Implementing a web based aggregator
Awhile back I was thinking of making a web based rss aggregator like Bloglines. I thought that the concept was pretty simple, so it shouldn’t be that hard to implement, but there are a couple of trouble areas that you run into when developing an rss aggregator.
- Parsing the feeds. This can get really hairy at times because you want to make sure that you can parse all the feeds that your users are subscribing too, even though those feeds may not be valid rss/atom feeds. In order to account for all the different feeds, you need a really robust feed parser, which can be a nightmare to write yourself, and I didn’t really find a good .net library that would handle this for me. I looked into grabbing the code from RSS Bandit to do it, and I also looked at using the Universal Feed Parser, which is written in Python, and using Iron Python to incorporate that.
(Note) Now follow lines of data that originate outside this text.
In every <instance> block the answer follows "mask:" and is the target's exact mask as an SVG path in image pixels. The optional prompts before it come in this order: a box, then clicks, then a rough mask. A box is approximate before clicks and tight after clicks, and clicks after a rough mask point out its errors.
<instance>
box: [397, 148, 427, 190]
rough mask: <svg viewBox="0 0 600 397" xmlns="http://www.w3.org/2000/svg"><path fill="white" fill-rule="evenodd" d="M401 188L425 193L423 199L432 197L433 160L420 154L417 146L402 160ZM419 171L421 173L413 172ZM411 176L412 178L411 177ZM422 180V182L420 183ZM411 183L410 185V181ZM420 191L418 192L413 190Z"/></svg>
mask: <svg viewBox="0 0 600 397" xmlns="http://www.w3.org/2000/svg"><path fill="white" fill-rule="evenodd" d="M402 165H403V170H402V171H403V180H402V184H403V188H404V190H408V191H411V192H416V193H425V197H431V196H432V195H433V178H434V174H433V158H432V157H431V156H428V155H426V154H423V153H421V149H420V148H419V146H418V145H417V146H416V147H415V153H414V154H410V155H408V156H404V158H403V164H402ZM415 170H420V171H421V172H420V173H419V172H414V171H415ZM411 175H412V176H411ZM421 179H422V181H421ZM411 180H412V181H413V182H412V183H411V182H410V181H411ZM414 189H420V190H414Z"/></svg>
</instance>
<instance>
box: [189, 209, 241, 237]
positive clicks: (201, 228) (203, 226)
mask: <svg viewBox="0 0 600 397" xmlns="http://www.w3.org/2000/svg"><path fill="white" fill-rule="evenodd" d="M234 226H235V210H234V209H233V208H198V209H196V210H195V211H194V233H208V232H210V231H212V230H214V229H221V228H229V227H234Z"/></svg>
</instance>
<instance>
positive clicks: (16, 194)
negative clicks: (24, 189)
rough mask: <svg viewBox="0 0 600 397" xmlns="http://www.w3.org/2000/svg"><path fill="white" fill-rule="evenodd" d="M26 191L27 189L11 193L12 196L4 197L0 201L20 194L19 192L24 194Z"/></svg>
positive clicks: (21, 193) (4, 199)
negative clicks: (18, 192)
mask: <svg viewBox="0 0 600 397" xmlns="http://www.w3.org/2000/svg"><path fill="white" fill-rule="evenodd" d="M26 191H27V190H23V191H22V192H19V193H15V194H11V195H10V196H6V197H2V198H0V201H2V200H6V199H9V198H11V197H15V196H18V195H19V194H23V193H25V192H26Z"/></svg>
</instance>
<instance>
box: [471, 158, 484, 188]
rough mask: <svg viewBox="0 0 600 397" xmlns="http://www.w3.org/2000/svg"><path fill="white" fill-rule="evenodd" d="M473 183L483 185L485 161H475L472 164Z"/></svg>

- Scaling. This is huge and probably the biggest problem. The aggregator that I ended up writing works great for valid rss feeds, and as long as I’m the only one using it :) It can run on my single desktop just fine, but I suspect that if you loaded up any more than 30 - 40 users, the thing would crash and burn, especially if those users all had a nontrivial number of feeds that they subscribed to. The scalability problem has been well documented as feedlounge has been growing. They have been really transparent about the issues they’ve been hitting as they ramp up their service, and scaling has been their biggest obstacle.
Another idea that I had to try and alleviate the parsing problem, was to use Bloglines as sort of a proxy. Bloglines republishes the feeds that their users are subscribed to, and the feeds that they publish are guaranteed to be valid rss feeds, so I wouldn’t have to worry about parsing any invalid feeds, which makes life a lot easier.
In the end, I realized that I wouldn’t be able to afford the hardware that would be necessary to run a web based aggregator, so the project died off, but it was an interesting problem to work on as there are some different ways to implement the aggregator, so making some design choices was fun.